Stratifying Risk using a Bio-marker in Patients with Type-2 Diabetes Mellitus


A Component of the Studies Investigating Co-morbidities Aggravating Heart Failure (SICA-HF) Programme


Professor John GF Cleland

Hull York Medical School, University of Hull

Kingston-upon-Hull. UK




The research has received funding from the European Union Seventh Framework Programme [FP7/2007-2011] under grant agreement n° 241558 (SICA-HF) and from the Russian Ministry of Science and Education within the FTP "R&D in priority fields of the S&T complex of Russia 2007-2012 under state contract n° 02.527.11.0007.





Recent clinical trials show that the risk of a patient with Type-2 Diabetes Mellitus (T2DM) dying is about 1% per year and the risk of death or a major cardiovascular problem is about 2% per year. Most clinical trials operate within a 5-year time-horizon and therefore most patients with T2DM (~90%) do not develop serious cardiac problems. Problems that don’t happen cannot be prevented! There are at least three main responses to the above:-


  1. Acceptance. Patients and investigators could accept that the patients have only a small chance of developing problems in the next 5 years and be content with existing management. In this case, further research may be futile.  
  2. Increase the study size. A popular choice that is expensive and produced little scientific reward. Although increasing the number of patients increases the number of events, this ‘blunder-buss’ approach accumulates large numbers of patients at low risk. All patients are at risk of adverse effects from intervention but only those who have or were going to develop a problem can profit from a beneficial effect. Also, if an intervention does require a large number of patients to show benefit it is highly unlikely to be cost-effective. There is an argument that no study investigating the efficacy of a longer-term intervention should enrol >5,000 patients as, if a larger study is required, the effect will be so small as to be of little value and not cost-effective. For short-term interventions and safety studies, larger numbers may be required.
  3. Increase the time-horizon. Many will point out that the medium-term prognosis may be good but that events might accelerate if the duration of the trial were increased to 10-15 years. In an ideal world, this would be the most relevant and important approach to the problem. However, running trials of this duration presents major logistical problems and there is little incentive either for investigators or industry to conduct very long-term trials in the current regulatory environment. Long patent extensions would be required to ensure return on investment should a trial be positive.
  4. Stratify patients according to risk. This could be done clinically, using simple markers such as age, previous medical history or renal dysfunction, but these measures may either be too restrictive or too crude to be optimal. Other bio-markers could be a useful alternative or additional approach.

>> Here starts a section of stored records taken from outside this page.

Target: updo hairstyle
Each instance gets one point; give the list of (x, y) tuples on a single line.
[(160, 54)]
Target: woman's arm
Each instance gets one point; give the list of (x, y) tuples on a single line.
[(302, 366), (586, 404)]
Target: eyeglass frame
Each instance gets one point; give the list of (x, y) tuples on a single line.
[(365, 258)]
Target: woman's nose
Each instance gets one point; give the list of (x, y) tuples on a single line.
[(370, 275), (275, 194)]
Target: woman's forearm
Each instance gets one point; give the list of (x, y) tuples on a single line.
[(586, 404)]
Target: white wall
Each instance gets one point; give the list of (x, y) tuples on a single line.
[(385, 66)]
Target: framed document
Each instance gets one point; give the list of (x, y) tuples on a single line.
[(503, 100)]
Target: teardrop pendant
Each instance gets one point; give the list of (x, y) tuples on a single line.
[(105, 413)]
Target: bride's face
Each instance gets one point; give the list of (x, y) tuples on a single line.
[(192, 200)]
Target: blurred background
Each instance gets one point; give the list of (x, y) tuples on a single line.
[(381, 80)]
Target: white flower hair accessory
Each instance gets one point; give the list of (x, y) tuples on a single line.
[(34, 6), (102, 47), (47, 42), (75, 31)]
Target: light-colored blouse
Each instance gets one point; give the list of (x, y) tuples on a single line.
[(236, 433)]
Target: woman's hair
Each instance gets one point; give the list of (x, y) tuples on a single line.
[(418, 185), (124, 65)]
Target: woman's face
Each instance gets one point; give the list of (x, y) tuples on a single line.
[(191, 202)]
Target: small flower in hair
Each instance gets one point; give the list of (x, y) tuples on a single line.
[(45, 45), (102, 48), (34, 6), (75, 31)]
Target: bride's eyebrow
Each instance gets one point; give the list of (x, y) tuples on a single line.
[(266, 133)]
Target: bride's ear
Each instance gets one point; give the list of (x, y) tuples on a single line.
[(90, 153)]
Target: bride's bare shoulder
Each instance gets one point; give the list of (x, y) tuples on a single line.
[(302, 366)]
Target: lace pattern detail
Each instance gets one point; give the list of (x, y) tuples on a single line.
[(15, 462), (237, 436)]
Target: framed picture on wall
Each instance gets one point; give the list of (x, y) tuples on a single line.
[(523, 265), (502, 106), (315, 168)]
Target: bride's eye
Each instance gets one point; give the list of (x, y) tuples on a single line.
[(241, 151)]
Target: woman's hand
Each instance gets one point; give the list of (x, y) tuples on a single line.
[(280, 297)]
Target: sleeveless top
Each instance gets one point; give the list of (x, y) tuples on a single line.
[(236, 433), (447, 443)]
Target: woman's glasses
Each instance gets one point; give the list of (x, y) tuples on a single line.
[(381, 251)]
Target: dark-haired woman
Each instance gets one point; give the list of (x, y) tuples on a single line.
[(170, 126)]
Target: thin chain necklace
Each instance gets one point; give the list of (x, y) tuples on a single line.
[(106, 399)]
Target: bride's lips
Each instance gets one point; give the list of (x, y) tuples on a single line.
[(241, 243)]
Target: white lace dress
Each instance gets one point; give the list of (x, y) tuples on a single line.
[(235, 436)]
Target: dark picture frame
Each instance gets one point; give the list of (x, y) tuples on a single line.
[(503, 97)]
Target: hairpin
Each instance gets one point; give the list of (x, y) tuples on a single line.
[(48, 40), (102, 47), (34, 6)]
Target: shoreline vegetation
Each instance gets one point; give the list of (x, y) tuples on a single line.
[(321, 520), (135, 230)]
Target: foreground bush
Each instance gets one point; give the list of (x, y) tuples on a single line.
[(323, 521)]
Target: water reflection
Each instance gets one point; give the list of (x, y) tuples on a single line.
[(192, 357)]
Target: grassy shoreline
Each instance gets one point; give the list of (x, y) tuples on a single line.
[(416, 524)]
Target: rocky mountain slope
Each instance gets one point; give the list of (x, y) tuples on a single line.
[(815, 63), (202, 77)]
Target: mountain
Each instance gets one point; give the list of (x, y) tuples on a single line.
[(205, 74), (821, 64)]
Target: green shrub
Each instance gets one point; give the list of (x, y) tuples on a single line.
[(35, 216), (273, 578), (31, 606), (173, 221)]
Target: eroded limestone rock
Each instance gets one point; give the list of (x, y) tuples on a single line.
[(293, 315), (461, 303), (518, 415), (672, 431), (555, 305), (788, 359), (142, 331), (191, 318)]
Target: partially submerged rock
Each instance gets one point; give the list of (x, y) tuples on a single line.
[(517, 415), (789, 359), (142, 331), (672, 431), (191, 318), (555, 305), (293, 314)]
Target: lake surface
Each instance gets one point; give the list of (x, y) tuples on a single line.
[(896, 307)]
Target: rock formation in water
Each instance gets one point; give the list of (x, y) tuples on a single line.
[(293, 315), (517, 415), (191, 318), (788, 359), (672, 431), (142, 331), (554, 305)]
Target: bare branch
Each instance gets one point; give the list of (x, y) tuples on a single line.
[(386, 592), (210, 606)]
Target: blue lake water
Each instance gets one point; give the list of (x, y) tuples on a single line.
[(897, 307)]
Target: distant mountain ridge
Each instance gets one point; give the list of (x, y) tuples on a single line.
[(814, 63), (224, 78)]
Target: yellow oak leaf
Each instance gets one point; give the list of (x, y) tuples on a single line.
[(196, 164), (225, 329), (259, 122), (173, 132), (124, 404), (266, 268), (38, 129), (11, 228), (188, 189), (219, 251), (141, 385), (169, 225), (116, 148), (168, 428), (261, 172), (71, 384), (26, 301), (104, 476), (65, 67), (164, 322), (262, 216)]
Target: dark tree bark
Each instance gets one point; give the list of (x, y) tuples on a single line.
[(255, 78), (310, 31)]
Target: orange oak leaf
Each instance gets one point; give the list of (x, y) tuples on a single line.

We have investigated the ability of a plasma marker of cardio-renal stress, amino-terminal pro-brain natriuretic peptide (NT-proBNP) to identify the risk of death or cardiovascular events in patients more than 1,000 patients aged >40 years with T2DM requiring pharmacological intervention to improve glycaemia. Patients with pre-existing heart failure or a recent major cardiovascular or surgical event were excluded. The median age of patients was 65 (IQR: 58-72) years and 469 (42%) were women. About 70% of patients had a plasma NT-proBNP concentration <125ng/L (the threshold proposed by the European Society of Cardiology below which a diagnosis of heart failure is highly unlikely) – Figure 1. Increases in NT-proBNP were most often associated with left atrial dilatation (LA Dil) Figure 2 and less frequently with left ventricular systolic dysfunction (LVSD), atrial fibrillation (AF) or renal dysfunction (eGFR). For those with an NT-proBNP <125ng/L, mortality was <1% and the risk of death or hospitalisation ~2.5% at one year. However, in those with an NT-proBNP >250ng/L mortality was >7% and risk of death or hospitalisation almost 20%.


This research highlights the potential role of bio-markers not only for the identification of risk but for the identification of patients with unmet needs who may benefit from more aggressive or innovative therapy and participation in research programmes.